Crawl optimization for news publishers (with Barry Adams)

Guest writer Barry Adams shares his considerable expertise on crawl budget, the Crawls Stats report, common errors and ways publisher can optimize crawl budget

Mar 13, 2023

#SPONSORED

Unlock the Power of Google Discover with GDDash.com: Boost Your Traffic Today!

Traditional tools don’t work for News SEO; they check rankings once every 3-5 days, don’t track trends, and don't track Top Stories. NewzDash was developed to fit News SEO needs. Find your true search visibility, uncover important stories and get instant recommendations. Sign up for a demo today.

Hello and welcome back. This week, we’re doing something special: We’re so thrilled to have Barry Adams join us as our first-ever guest writer!

Barry, author of the excellent SEO for Google News newsletter and co-founder of the NESS conference, shares a detailed look at crawl budget for news publishers. He covers:

What is a crawl budget?
The Crawl Stats report;
Common errors;
Optimizations for crawl budget.

Thanks to Barry for sharing his considerable expertise with us! Sign up for his newsletter.

person using macbook pro on table — Photo by Firmbee.com on Unsplash

Join our Slack community to chat SEO any time. We’re on Twitter, Facebook and Instagram, too.

Crawl optimization for news publishers

Crawling is the process search engines use to find new content to include in their search results.

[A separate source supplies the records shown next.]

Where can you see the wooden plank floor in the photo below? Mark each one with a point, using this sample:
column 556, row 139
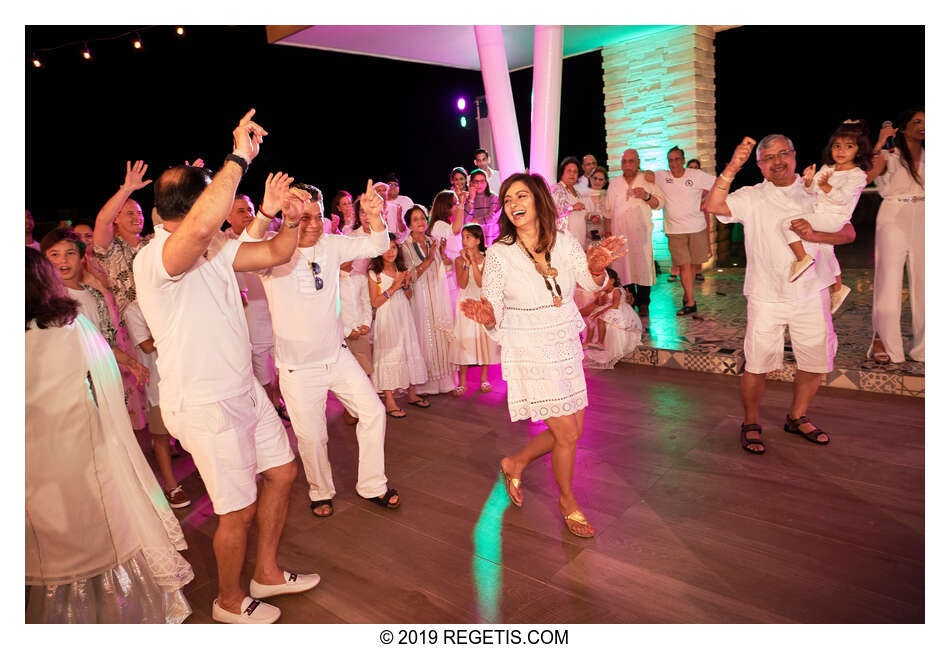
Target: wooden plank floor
column 689, row 527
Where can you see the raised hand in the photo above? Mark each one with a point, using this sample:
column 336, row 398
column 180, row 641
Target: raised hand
column 741, row 154
column 480, row 311
column 248, row 137
column 606, row 252
column 276, row 187
column 370, row 201
column 133, row 175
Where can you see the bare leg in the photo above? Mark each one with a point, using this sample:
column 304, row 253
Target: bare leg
column 272, row 504
column 753, row 387
column 806, row 386
column 688, row 279
column 230, row 546
column 798, row 249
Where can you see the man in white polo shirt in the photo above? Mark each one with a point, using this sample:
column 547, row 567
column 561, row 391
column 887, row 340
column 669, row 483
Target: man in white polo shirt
column 775, row 303
column 312, row 358
column 683, row 221
column 209, row 397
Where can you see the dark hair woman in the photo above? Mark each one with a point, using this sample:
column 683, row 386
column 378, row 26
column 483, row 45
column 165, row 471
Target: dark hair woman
column 527, row 307
column 899, row 238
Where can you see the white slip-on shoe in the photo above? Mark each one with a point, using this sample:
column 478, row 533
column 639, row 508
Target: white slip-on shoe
column 800, row 267
column 837, row 297
column 293, row 583
column 253, row 611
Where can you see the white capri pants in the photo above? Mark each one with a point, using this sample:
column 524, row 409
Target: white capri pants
column 814, row 342
column 305, row 393
column 899, row 240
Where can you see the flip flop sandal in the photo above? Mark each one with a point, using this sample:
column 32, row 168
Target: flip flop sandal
column 747, row 443
column 383, row 501
column 792, row 426
column 578, row 517
column 509, row 483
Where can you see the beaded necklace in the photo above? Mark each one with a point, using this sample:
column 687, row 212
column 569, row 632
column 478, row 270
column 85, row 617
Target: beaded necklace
column 547, row 271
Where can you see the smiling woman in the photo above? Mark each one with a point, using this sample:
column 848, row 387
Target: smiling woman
column 527, row 307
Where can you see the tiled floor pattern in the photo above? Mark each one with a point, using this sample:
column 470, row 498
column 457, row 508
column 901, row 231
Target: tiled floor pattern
column 712, row 339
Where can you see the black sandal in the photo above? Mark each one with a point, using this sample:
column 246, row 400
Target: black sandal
column 686, row 310
column 383, row 501
column 747, row 443
column 792, row 426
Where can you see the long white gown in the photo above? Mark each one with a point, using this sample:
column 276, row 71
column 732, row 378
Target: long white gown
column 541, row 354
column 101, row 541
column 432, row 310
column 397, row 356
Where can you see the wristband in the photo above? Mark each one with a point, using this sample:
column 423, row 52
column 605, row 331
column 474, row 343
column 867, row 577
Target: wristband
column 238, row 160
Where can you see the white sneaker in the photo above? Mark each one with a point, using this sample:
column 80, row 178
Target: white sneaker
column 293, row 583
column 800, row 267
column 253, row 611
column 838, row 297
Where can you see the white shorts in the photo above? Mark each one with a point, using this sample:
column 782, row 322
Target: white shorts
column 231, row 441
column 814, row 342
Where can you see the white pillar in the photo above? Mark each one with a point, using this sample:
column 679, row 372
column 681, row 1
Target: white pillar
column 501, row 105
column 546, row 105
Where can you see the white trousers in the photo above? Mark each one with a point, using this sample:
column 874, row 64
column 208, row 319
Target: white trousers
column 305, row 393
column 899, row 240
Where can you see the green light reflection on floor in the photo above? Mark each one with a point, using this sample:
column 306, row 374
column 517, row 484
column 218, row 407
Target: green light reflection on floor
column 486, row 558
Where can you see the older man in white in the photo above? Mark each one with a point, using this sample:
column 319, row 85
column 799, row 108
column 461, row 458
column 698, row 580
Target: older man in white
column 209, row 397
column 630, row 202
column 312, row 357
column 775, row 303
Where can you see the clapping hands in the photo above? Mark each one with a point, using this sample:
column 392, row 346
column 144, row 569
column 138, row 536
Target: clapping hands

For most websites, how search engines crawl their pages isn’t something they need to worry too much about. However, because news publishers often have large and complicated websites, some effort needs to be made to ensure crawlers like Googlebot can easily find your content.

Optimizing your website for crawling allows Google to rapidly discover newly published articles. That means Google can quickly index these articles and start showing them in search results – including Top Stories carousels and other news-specific ranking features.

Publishers need to optimize for crawling because Googlebot doesn’t have unlimited capacity. Crawl budget refers to the total effort a search engine dedicates to crawling your website. It is inite and there are many ways to waste crawl budgets on URLs that don’t add any value to the website’s performance in search.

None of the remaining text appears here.